Thursday, July 10, 2014

Bogla "bull (rhymes with lull)-gla"

Dan and I struck out on a day trip to Bogla.  Bogla is about 2-2.5 hours north of Tamale close to the border with Burkina (OK - be honest how many people new there was a country called Burkina Faso - we all have to get out of our comfort zone a bit more).  The PCG has a presbytery office in the north of Ghana located in Bogla.

The drive up to Bogla was every bit of 2.5 hours.  It's a great road, few pot holes, but the reason some of our neighborhoods in Memphis cannot get speed humps to slow the traffic down...is because all those speed humps are between Tamale and Bolgla in every part of the highway where more than 10 people gather/live.  These are SERIOUS speed humps like if you don't slow down - you will need to buy a new car!  We got to Bogla, picked up the Chairman of the North Presby and headed off to the outskirts of town.

Let me take a minute and talk about towns.  The towns I have been in in Ghana, the main roads have asphalt (although some of these roads may have more potholes than asphalt) - the sceondary roads are dirt roads in various condition.  In Bogla, the secondary dirt roads are in GREAT condition - probably better than some of the secondary roads in Memphis.  I bring this up because traveling in Ghana you have to have a differrent mindset - be open to what's going on, no necessarily what you are seeing.  Heading out to the outskirts of Bogla we were on secondary roads passing through tight clusters of houses and businesses and then through areas with fewer strutures more land/fields and huge rocks.

We arrived at the Presbyterian Eye Clinic.  This clinic is the destination for medical treatment for the eye for the north of Ghana (see the pictures - you will see why).  The clinic sees 200 patients a day (christians, muslims, etc.).  The clinic does everything from eye exams to surgerys, i.e. cataracts, etc.  It is very clean, organized (see the picture of the Records Room), and they are very forward thinking.  Right now, the patients that need to stay over night from a surgery, spend the night in the waiting room.  The eye clinic is constructing a new Ward to house these overnight patients.  The clinic also has a nurses training center.

The chief doctor was away to the east about 2.5 hours at the Presbyterian Hospital, so we got the tour from Mary the chief nurse.

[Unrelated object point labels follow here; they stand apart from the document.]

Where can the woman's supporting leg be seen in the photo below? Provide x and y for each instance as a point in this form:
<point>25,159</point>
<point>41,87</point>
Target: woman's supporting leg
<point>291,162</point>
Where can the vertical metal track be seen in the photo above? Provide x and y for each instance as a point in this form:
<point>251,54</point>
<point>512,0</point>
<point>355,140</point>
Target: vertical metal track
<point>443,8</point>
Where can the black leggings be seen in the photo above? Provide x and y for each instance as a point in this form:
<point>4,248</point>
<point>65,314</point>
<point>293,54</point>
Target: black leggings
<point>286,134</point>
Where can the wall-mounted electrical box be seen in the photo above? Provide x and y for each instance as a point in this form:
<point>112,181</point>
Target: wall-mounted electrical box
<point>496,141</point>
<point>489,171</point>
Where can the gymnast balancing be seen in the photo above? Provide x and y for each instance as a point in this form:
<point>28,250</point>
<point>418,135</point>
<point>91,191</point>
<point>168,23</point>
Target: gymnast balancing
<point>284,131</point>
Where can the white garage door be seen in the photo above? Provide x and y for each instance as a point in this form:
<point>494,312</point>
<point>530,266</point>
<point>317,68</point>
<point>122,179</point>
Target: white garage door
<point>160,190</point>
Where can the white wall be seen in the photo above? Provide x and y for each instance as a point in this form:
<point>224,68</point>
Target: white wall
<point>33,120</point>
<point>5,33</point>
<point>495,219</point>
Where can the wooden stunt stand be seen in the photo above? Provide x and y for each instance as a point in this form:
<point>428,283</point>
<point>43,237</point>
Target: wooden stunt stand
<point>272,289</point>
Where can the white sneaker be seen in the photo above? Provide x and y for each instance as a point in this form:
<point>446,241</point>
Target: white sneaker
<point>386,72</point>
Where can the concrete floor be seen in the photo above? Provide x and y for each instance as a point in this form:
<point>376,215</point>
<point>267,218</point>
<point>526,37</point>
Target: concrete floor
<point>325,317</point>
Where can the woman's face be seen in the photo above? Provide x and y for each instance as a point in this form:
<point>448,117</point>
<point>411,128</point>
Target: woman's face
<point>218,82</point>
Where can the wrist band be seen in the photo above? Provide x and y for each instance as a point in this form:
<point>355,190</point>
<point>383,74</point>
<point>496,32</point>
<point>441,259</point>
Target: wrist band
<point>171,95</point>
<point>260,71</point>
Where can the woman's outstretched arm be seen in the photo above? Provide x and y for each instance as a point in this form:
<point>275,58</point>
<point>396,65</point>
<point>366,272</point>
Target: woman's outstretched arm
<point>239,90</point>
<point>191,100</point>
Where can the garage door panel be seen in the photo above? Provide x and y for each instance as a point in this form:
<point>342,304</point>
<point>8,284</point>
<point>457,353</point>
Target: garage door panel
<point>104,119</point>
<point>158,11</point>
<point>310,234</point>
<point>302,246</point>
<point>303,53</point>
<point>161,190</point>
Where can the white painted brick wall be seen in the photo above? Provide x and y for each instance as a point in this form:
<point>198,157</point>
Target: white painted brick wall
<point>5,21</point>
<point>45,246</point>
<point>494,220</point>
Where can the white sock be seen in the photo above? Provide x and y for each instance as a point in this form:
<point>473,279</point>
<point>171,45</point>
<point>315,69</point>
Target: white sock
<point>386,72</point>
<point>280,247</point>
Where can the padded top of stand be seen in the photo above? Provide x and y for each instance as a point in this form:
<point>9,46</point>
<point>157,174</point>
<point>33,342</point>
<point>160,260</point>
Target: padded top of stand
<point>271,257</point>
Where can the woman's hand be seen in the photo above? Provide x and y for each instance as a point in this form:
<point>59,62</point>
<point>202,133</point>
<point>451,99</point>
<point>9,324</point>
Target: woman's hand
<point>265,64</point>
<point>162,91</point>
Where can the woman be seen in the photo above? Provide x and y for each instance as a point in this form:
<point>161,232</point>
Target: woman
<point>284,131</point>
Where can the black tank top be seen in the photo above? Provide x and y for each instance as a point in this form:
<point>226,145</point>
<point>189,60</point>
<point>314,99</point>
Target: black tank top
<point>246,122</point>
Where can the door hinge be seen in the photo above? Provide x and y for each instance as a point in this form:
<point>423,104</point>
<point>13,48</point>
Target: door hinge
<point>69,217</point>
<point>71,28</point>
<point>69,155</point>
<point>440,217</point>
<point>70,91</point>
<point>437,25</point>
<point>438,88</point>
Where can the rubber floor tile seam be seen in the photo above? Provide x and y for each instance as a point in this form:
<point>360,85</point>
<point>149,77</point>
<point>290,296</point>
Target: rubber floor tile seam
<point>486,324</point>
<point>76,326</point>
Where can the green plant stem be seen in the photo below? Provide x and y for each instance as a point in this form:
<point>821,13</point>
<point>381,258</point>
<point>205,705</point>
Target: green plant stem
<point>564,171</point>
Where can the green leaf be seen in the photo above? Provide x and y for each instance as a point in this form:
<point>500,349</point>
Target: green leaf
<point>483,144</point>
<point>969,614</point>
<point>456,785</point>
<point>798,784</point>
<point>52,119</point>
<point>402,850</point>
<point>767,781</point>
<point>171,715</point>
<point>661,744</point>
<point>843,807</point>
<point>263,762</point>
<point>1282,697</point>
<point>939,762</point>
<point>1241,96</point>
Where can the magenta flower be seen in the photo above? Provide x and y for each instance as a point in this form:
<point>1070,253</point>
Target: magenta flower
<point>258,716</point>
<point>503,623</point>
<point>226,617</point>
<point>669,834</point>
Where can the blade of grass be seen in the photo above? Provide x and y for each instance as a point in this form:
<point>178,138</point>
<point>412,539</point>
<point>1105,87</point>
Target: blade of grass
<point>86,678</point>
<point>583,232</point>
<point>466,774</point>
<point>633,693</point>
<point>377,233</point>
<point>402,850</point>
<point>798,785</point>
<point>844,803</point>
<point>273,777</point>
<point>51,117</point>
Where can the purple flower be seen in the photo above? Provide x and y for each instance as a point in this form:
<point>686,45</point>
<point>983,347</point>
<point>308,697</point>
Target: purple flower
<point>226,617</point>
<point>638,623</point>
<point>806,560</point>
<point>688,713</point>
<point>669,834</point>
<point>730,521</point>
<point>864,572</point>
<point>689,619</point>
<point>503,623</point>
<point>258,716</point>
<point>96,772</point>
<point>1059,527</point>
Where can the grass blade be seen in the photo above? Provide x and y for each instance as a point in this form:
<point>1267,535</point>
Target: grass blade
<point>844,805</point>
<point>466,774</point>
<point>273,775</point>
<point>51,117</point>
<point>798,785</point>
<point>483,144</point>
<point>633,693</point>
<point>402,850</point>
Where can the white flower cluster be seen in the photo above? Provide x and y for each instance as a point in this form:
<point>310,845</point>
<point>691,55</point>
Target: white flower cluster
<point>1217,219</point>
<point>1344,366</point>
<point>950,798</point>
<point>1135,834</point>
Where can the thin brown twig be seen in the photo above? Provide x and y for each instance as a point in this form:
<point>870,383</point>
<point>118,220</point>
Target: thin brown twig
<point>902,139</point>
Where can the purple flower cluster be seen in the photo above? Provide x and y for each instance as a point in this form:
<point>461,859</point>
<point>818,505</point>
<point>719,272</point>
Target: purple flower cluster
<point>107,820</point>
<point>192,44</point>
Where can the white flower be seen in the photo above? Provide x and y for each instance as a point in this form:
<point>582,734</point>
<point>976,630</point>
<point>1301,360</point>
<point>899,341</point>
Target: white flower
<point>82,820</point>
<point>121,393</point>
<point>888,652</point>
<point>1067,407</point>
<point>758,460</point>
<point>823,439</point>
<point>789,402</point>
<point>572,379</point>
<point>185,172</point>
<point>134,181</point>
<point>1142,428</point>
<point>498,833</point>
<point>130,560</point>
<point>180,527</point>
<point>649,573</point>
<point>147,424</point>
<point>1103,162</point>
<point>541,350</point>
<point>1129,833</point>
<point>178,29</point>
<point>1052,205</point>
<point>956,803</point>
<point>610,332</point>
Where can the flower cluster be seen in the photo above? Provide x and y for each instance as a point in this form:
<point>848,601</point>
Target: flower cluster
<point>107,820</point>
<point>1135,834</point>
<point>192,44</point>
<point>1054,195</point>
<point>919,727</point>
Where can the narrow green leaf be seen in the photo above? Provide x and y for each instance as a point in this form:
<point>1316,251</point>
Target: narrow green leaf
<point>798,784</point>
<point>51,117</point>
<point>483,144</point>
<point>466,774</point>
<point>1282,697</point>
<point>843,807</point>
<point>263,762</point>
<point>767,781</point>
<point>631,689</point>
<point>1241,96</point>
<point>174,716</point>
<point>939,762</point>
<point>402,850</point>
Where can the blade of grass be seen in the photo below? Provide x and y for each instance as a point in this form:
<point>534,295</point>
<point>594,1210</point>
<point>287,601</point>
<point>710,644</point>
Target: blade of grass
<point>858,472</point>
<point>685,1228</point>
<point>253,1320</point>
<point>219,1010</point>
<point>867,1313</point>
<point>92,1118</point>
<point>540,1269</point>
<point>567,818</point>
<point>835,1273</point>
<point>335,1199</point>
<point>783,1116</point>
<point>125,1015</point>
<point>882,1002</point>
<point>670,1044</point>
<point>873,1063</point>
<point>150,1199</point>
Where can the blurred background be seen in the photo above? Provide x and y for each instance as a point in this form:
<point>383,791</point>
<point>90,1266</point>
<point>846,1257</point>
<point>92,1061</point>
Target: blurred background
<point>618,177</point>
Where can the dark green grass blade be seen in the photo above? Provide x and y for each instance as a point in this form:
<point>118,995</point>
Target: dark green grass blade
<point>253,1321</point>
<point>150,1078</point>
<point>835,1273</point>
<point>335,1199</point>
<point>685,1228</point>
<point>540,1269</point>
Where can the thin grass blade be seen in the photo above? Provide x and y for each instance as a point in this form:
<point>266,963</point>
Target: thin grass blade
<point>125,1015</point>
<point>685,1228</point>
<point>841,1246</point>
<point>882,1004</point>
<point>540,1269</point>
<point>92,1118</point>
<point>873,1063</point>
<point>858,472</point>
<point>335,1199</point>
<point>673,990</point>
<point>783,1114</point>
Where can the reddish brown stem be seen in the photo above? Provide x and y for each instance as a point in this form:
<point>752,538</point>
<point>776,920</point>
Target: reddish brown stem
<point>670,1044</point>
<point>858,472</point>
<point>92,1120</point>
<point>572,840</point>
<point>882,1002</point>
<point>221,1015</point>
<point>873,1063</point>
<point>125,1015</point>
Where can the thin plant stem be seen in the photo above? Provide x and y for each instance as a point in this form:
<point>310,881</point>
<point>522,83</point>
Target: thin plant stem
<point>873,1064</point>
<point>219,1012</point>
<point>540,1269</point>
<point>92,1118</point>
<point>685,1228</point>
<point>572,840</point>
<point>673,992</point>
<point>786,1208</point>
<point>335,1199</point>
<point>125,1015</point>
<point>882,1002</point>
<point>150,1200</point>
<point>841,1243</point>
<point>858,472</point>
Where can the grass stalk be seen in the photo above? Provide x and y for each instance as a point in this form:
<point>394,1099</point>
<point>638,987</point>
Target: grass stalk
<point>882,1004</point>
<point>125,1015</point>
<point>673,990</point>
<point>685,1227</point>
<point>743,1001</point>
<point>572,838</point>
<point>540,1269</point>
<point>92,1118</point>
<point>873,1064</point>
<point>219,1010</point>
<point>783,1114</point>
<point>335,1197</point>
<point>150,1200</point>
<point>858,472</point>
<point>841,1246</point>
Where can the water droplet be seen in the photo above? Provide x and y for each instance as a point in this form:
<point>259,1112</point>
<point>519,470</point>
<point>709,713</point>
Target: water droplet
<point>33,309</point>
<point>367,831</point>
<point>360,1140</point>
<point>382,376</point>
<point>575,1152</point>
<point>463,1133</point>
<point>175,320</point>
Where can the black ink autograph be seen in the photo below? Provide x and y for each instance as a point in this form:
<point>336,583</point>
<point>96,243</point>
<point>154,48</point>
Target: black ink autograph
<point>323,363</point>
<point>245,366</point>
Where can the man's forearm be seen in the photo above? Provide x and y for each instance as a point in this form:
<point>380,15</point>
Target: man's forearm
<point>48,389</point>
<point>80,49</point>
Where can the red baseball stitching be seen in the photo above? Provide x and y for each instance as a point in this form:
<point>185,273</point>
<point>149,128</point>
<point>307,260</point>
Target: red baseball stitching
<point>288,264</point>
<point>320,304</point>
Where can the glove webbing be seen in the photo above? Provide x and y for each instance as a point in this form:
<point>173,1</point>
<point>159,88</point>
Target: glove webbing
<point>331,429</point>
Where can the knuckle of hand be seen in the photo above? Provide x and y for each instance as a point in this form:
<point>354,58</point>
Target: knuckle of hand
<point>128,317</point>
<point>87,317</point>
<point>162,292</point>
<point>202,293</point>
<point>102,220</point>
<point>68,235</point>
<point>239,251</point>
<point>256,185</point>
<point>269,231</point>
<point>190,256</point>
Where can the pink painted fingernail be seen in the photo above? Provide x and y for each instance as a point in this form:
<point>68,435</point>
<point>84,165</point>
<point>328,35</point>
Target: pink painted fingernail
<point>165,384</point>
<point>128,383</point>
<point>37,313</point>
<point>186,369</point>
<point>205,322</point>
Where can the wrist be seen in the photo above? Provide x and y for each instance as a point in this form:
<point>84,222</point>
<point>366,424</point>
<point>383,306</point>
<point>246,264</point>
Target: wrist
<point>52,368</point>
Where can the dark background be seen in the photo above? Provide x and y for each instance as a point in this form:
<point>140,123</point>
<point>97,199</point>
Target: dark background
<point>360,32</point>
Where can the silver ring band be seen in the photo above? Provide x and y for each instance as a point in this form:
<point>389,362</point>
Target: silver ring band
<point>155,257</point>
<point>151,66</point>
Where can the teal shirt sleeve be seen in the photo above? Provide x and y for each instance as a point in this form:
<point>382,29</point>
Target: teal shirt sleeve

The clinic is a candidate for a LWW system at some point.  Dan Kolbilla needs to feed it into the process.  The clinic has access to water they feel is suffcient for washing hands and a few other things, but not sufficient for drinking and providing patient care.

Front of clininc

Waiting room

Consul room

Records room

Records

Speaks for itself

Mary giving us the tour

Nurses training center

New ward under construction

Mobile eye vehicle

I took the "can you see the trash is full" test here too - failed!